Mais c’est tout le contraire ! SOS MEDITERRANEE, avec d’autres ONG, prouve de toutes ses forces que ces obligations sont non seulement complémentaires mais indissociables ! Le droit maritime, ou droit de la mer, et le droit humanitaire non seulement ne se contredisent pas, mais se renforcent l’un l’autre, comme cela d’ailleurs ressort en partie de mes réponses à votre deuxième question, sur lesquelles je ne reviendrai pas. Il n’y a d’ailleurs rien d’étonnant, rien de plus naturel que ce lien indissociable entre les droits fondamentaux des personnes et le droit maritime. Tout simplement car les gens de mer, les vrais, les bons, les marins qui aiment leur métier, leurs traditions, leur particularité d’hommes qui vont sur les mers, ont pour la plupart dans leur ADN les valeurs de la mer qui font leur identité. Or au premier rang de ces vertus qu’ils ont illustrées au fil des siècles il y a la solidarité. Quoi qu’il arrive, on ne laisse pas mourir une personne qui se noie. Le sauvetage d’abord, sans réfléchir, sans hésitation ! La vie d’abord et avant tout ! En fait les marins, et plus généralement ceux qui à terre aussi ont l’honneur d’être considérés comme des gens de mer, ont été de facto les vrais pionniers du droit humanitaire. Et beaucoup ne veulent à aucun prix, sous aucun prétexte, renoncer à ce qu’ils considèrent encore comme un devoir sacré. Laissez-moi d’ailleurs vous dire que mon implication personnelle dans le drame des migrants naufragés - puis dans SOS MEDITERRANEE d’abord comme soutien et ensuite comme président - a pour origine principale le métier d’armateur que j’ai exercé pendant trente ans.
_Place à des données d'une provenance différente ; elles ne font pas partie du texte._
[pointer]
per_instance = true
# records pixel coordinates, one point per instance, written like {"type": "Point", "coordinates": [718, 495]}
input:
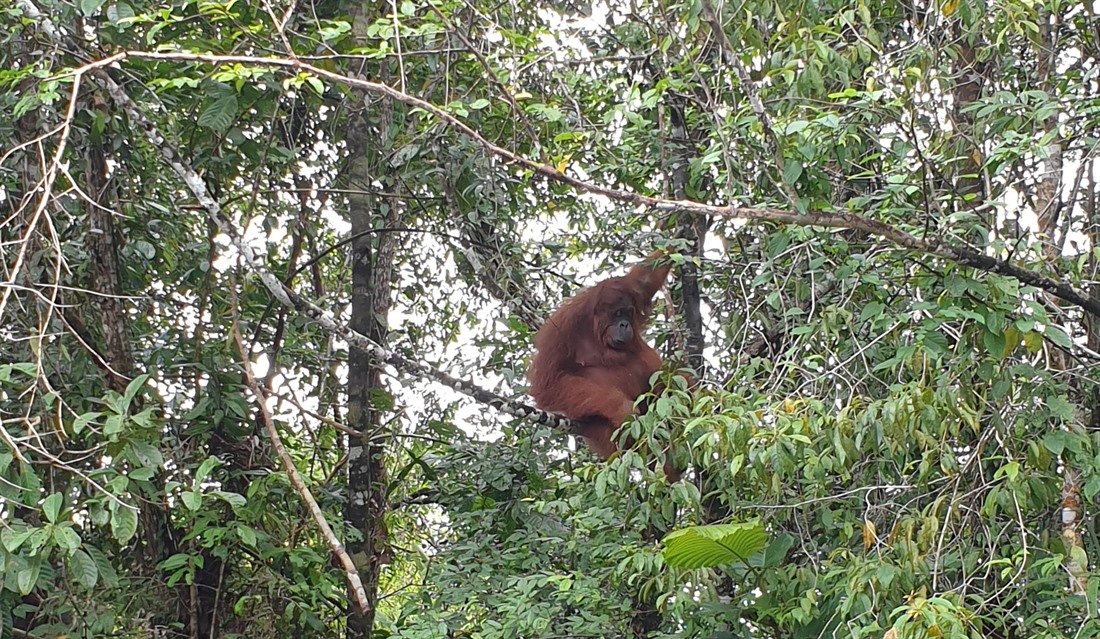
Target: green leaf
{"type": "Point", "coordinates": [1057, 337]}
{"type": "Point", "coordinates": [713, 546]}
{"type": "Point", "coordinates": [52, 507]}
{"type": "Point", "coordinates": [83, 569]}
{"type": "Point", "coordinates": [145, 454]}
{"type": "Point", "coordinates": [89, 7]}
{"type": "Point", "coordinates": [204, 470]}
{"type": "Point", "coordinates": [106, 570]}
{"type": "Point", "coordinates": [26, 577]}
{"type": "Point", "coordinates": [12, 540]}
{"type": "Point", "coordinates": [120, 12]}
{"type": "Point", "coordinates": [219, 113]}
{"type": "Point", "coordinates": [191, 498]}
{"type": "Point", "coordinates": [66, 538]}
{"type": "Point", "coordinates": [246, 536]}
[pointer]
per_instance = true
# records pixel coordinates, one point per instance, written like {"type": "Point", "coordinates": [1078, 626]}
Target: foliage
{"type": "Point", "coordinates": [915, 432]}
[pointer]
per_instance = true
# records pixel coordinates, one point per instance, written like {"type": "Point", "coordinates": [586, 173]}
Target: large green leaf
{"type": "Point", "coordinates": [712, 546]}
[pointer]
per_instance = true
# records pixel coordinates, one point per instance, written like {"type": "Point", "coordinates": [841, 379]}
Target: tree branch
{"type": "Point", "coordinates": [964, 255]}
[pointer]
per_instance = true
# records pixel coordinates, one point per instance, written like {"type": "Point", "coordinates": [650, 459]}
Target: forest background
{"type": "Point", "coordinates": [272, 270]}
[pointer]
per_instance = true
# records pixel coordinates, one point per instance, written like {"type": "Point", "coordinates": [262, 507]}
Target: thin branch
{"type": "Point", "coordinates": [334, 544]}
{"type": "Point", "coordinates": [960, 254]}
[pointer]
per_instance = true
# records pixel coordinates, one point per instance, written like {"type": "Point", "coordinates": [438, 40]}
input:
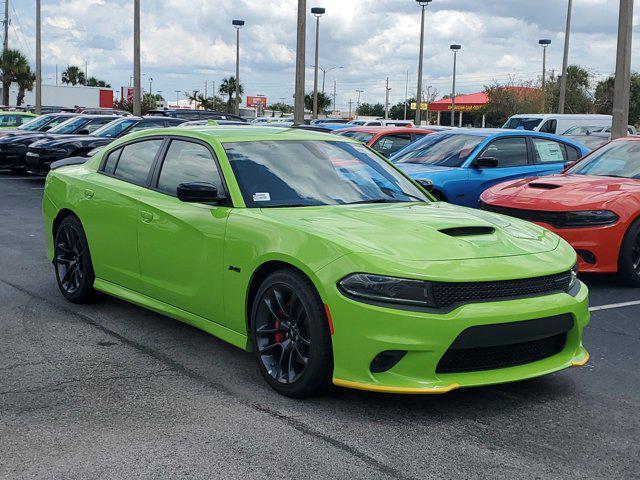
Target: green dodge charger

Sans compter que c’est lorsque des armateurs et des navigants sont venus me dire leur désarroi (et pour certains leur désespoir devant les situations de sauvetage de masse auxquelles ils se trouvaient confrontés en Méditerranée) que j’ai commencé me dire qu’il fallait vraiment que je bouge, qu’il fallait faire quelque chose. Alors vous pensez bien que quand la création de SOS MEDITERRANEE m’a été signalée par un ami, un homme de la mer, et quand j’ai rencontré et écouté Sophie Beau et Klaus Vogel, c’est le monde maritime et son impératif de solidarité qui avaient bien préparé le terrain !

 

Ainsi, pour résumer, le droit maritime vous demande de porter assistance à toute personne en danger, puis de la reconduire dans un lieu sûr dans les meilleurs délais, le tout sous la coordination des autorités compétentes (MRCC). Or aujourd’hui, l’autorité compétente en Méditerranée centrale (les garde-côtes libyens) non seulement n’assume pas son rôle de coordination des secours mais en outre, reconduit les rescapés en Libye, en totale contradiction avec le droit maritime et bien entendu avec les droits de l’Homme. Tout ça avec non seulement l’assentiment mais encore le financement de l’Europe. Quant aux ONG, si elles ont parfois résisté aux demandes des garde-côtes libyens de leur livrer les rescapés qu’elles avaient secourus faute de réponse d’un MRCC, c’est justement pour respecter le droit maritime et le droit humanitaire.

 

1 Le MRCC, Maritime Rescue Coordination Center, est l’organisme public chargé de la coordination des secours en mer dans une zone donnée. Selon le Droit maritime, un sauvetage est normalement coordonné par le MRCC compétent dès le signalement de l’embarcation en détresse jusqu’au débarquement dans un lieu sûr.

2 SAR Search and Rescue (recherche et sauvetage). La zone SAR est habituellement attribuée aux garde-côtes de l’un des pays dont les eaux territoriales jouxtent les eaux internationales.